When did you first think about writing a book? Did you always know what you wanted to include in the story?

Years ago, I wrote about being a patient and a surgeon, my experience as a patient. As surgeons, we try to be compassionate and empathetic and explain things, but when you’re a patient, it’s completely different. And so, I started writing about that a lot. And I’m a writer, so I wrote a lot of things down.

I had probably written about four chapters, and I sent them to [a publisher] and he said, “This is strange.” And we talked about what the book was going to be about.

I started talking about growing up in Philly, doing mission work in Haiti, about how Will Smith decided he was going to jump from a helicopter over the Grand Canyon for his birthday. 50 how I was responsible for building this. [medical] triage in the middle of the desert. I had to go out, check the area, see what the terrain was like, how close we were to the water, how close we were to the hospitals, what things we would have to bring.

So, you have these two different places – one where everything I needed as long as I could confirm it, I had it,’ and one where all the tools we had, we brought from America to this developed country. [Haiti], and yet we could take care of everyone. Those experiences, I didn’t realize at the time, were preparing me for COVID.

It was things like that that I said, “This would be a good kind of story.”

And then all the perils of being a doctor, and then becoming a surgeon, and then becoming a pediatric surgeon, which there are a small number of, even a small, small number of women who pediatric surgeons, and another small, small number. of Black women pediatricians. I needed to tell that story.

Usually, when things happen to people, they never talk about them. When people talk about “microaggression” and unconscious bias, it’s all these words, but it’s not the real story or the story that goes with it, so I said, “Okay, I’ll tell you what happened in me.”

Some of the things that have happened in my life are unbelievable. And people live day by day. That’s why attrition rates tend to be so high, especially for Blacks in medicine. That’s why the percentage of Black doctors in the United States is still 5% or less because of some of these things. Being a doctor and a surgeon is challenging enough, so to add that on top of that is just, it’s a lot.

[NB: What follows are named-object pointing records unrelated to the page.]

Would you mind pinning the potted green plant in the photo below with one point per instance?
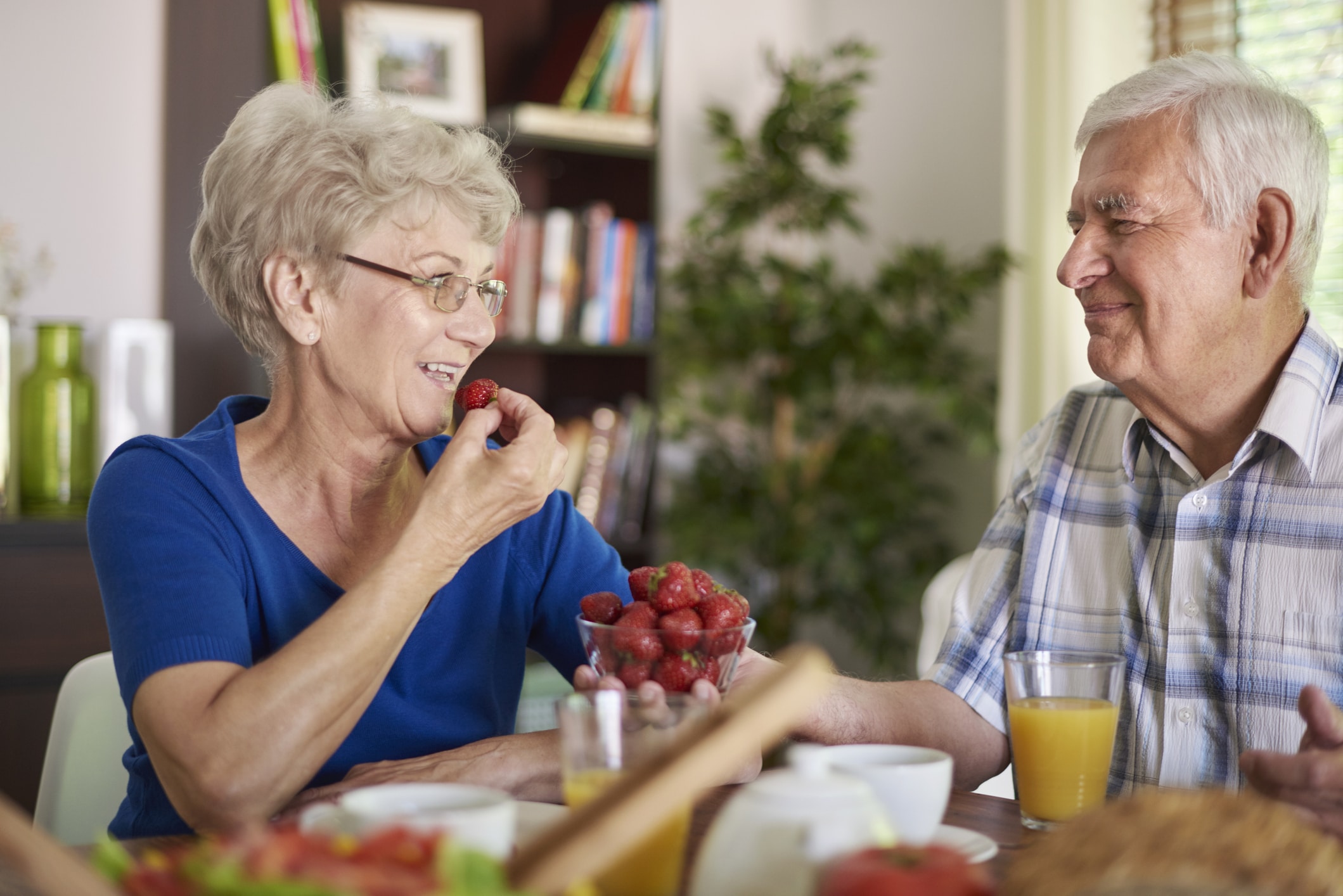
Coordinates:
(813, 399)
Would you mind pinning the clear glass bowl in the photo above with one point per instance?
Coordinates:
(636, 655)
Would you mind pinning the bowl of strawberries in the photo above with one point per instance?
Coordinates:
(681, 626)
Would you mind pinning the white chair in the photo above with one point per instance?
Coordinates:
(82, 777)
(937, 618)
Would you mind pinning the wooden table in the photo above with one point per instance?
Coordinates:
(999, 820)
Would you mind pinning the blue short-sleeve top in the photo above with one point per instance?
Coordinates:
(193, 568)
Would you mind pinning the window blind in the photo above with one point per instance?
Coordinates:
(1301, 43)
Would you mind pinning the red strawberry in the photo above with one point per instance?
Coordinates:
(637, 636)
(605, 660)
(726, 644)
(681, 629)
(477, 394)
(672, 587)
(634, 674)
(709, 670)
(721, 611)
(603, 608)
(676, 674)
(645, 613)
(639, 582)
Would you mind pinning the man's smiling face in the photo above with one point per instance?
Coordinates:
(1160, 288)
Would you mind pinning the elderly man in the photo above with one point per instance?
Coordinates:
(1188, 512)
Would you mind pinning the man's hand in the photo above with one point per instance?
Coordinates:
(527, 766)
(1311, 778)
(749, 667)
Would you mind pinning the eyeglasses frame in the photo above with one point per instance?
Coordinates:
(437, 284)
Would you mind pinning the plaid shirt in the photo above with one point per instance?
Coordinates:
(1224, 594)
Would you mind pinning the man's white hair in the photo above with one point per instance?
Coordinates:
(1248, 133)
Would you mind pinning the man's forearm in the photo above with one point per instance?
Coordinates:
(909, 712)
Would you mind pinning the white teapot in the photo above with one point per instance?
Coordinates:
(776, 832)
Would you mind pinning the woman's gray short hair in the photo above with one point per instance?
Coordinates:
(308, 175)
(1248, 135)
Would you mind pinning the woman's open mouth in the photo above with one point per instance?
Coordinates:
(444, 375)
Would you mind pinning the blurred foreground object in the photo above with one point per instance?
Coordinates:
(39, 861)
(906, 871)
(1182, 843)
(134, 378)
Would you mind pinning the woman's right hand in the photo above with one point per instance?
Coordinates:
(476, 492)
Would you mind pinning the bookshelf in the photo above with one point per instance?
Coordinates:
(522, 41)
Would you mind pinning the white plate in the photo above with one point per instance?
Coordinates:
(532, 819)
(973, 845)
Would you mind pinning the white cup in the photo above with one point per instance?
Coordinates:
(912, 783)
(477, 817)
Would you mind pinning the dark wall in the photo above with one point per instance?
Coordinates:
(218, 57)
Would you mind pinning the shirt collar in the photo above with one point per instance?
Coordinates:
(1296, 407)
(1294, 411)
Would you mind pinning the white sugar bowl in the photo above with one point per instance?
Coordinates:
(776, 832)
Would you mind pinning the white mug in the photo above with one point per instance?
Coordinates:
(912, 783)
(476, 817)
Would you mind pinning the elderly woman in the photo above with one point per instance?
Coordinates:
(302, 586)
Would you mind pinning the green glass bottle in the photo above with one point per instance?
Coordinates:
(58, 428)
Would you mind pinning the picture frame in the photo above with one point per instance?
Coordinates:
(426, 58)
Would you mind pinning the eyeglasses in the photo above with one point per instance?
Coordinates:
(449, 289)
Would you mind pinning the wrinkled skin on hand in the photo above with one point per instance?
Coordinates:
(1311, 779)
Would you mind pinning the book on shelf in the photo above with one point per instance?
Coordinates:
(610, 466)
(581, 125)
(612, 89)
(588, 63)
(618, 70)
(578, 276)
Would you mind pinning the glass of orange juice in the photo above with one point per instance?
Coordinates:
(1063, 708)
(602, 735)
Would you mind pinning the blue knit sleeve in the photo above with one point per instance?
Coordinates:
(569, 559)
(170, 566)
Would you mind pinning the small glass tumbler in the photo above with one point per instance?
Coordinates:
(605, 734)
(1063, 708)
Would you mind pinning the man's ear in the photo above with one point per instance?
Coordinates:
(289, 286)
(1271, 240)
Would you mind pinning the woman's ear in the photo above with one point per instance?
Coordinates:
(1271, 242)
(292, 293)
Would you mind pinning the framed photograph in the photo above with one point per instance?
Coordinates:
(426, 58)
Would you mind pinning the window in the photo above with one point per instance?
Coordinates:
(1301, 43)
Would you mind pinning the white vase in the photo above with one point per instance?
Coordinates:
(8, 476)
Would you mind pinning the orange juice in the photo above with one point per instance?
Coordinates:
(1062, 750)
(653, 867)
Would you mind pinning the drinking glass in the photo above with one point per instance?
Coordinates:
(605, 734)
(1063, 708)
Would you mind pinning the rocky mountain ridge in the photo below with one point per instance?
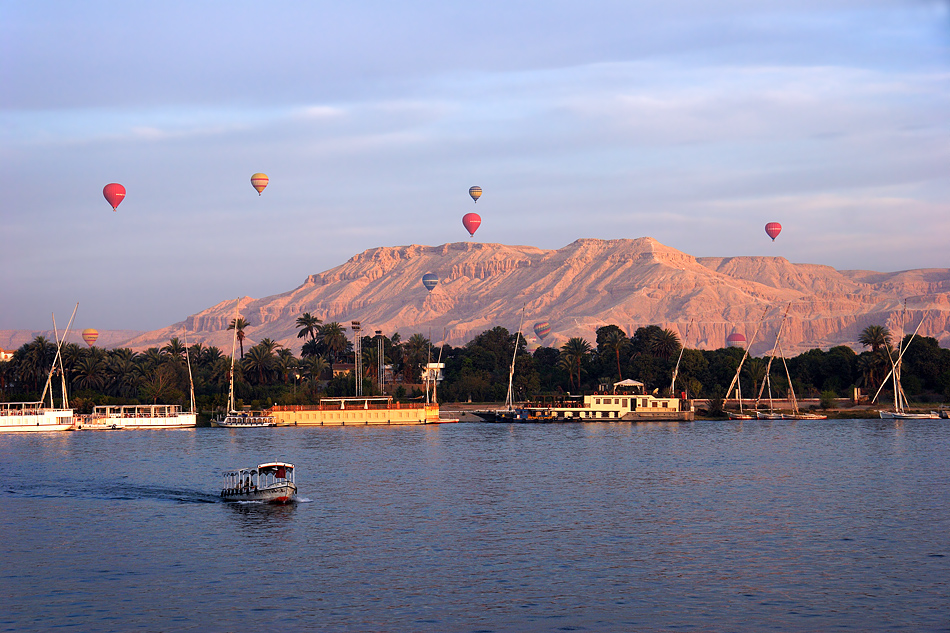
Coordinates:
(577, 288)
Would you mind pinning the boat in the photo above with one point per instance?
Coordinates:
(900, 399)
(627, 401)
(737, 382)
(272, 482)
(36, 416)
(139, 416)
(772, 414)
(241, 419)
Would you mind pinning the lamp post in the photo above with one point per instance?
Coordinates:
(358, 352)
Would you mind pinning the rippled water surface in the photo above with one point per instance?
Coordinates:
(707, 526)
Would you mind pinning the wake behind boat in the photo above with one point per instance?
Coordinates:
(272, 482)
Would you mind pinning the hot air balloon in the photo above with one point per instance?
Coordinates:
(114, 194)
(471, 222)
(90, 336)
(542, 329)
(259, 182)
(430, 281)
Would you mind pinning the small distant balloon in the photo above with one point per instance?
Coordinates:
(89, 335)
(471, 222)
(430, 281)
(114, 194)
(542, 329)
(259, 182)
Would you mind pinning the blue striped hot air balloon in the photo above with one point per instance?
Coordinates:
(430, 281)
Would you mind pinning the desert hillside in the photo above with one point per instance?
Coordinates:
(580, 287)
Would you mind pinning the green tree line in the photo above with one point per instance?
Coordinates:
(268, 373)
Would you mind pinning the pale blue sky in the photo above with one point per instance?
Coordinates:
(692, 122)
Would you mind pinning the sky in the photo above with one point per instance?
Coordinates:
(692, 122)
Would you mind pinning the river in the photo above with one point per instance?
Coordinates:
(702, 526)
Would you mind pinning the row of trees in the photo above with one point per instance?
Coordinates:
(269, 373)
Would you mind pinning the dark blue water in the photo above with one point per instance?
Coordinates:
(763, 526)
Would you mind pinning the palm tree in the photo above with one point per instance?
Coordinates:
(416, 354)
(875, 337)
(240, 324)
(260, 360)
(664, 344)
(91, 373)
(573, 355)
(755, 370)
(309, 326)
(614, 342)
(333, 337)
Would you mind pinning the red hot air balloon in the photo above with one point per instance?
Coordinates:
(430, 281)
(542, 329)
(90, 335)
(259, 181)
(471, 222)
(114, 194)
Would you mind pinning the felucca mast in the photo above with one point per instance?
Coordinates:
(735, 379)
(191, 380)
(59, 359)
(233, 349)
(768, 368)
(510, 400)
(676, 370)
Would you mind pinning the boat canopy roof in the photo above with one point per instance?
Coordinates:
(275, 466)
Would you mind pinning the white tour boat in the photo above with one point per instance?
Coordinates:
(268, 483)
(36, 416)
(139, 416)
(241, 419)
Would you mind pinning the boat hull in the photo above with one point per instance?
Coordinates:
(900, 415)
(278, 494)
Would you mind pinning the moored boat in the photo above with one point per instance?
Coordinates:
(147, 416)
(33, 416)
(272, 482)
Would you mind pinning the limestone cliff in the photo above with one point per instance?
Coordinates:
(582, 286)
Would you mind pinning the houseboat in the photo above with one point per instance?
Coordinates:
(272, 482)
(626, 401)
(147, 416)
(353, 411)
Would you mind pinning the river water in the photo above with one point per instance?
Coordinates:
(705, 526)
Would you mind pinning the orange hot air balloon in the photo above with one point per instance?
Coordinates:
(114, 194)
(471, 222)
(89, 335)
(259, 182)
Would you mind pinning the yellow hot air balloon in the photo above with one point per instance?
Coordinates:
(259, 182)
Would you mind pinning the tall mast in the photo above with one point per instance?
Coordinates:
(768, 368)
(676, 370)
(735, 379)
(233, 349)
(191, 380)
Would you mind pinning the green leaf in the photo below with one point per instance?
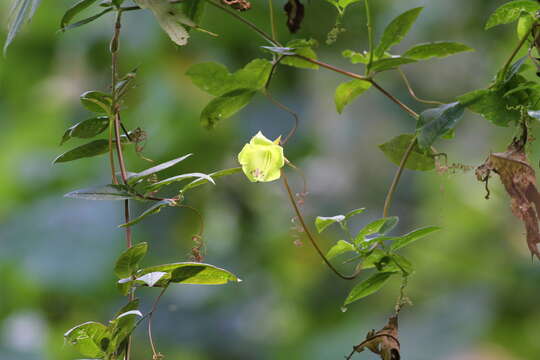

And I wanted to talk about that and say, “But you can finish it. Don’t give up.”

In your book, ‘Take Care of Them Like My Own: Faith, Fortitude and a Surgeon’s Fight for Health Justice,’ how important was it to choose this title and its meaning?

I wanted the title itself, even if you don’t read the book, to send a message. So, “Treat Them As Mine,” to me, is how we get equal care for everyone. How you treat your customer, how you treat your co-worker, how you treat someone who works for you or who works for you, is that the way you want your daughter to be treated by your husband or wife, someone someone you care about, someone in your family?

I think of other stories of how I know young women who have been arrested in emergency departments, and like, “Would you have done that if it was your daughter?” I know they wouldn’t have done it.

And then faith [part], everything in my life, I believe, my steps are ordered by God. My life has been saved more than once. The times when something bad could have happened to me, it didn’t, and every time I needed something to happen in a certain way, there was a solution. I do not believe that things happen by accident or chance. For me, it is faith.

And now the power, it’s Philly. The fortitude is Philly. It’s about sticking, it’s useless, it’s Philly all day.

“Take Care of Them Like My Own: Faith, Power and a Physician’s Fight for Health Justice” is on store shelves at supermarkets, bookstores and online starting Aug. 6. Book launch event with Dr. Alas Stanford will be arrested. Tuesday, Aug. 6 at the Kimmel Center in Philadelphia. Tickets are available at ensembleartsphilly.org.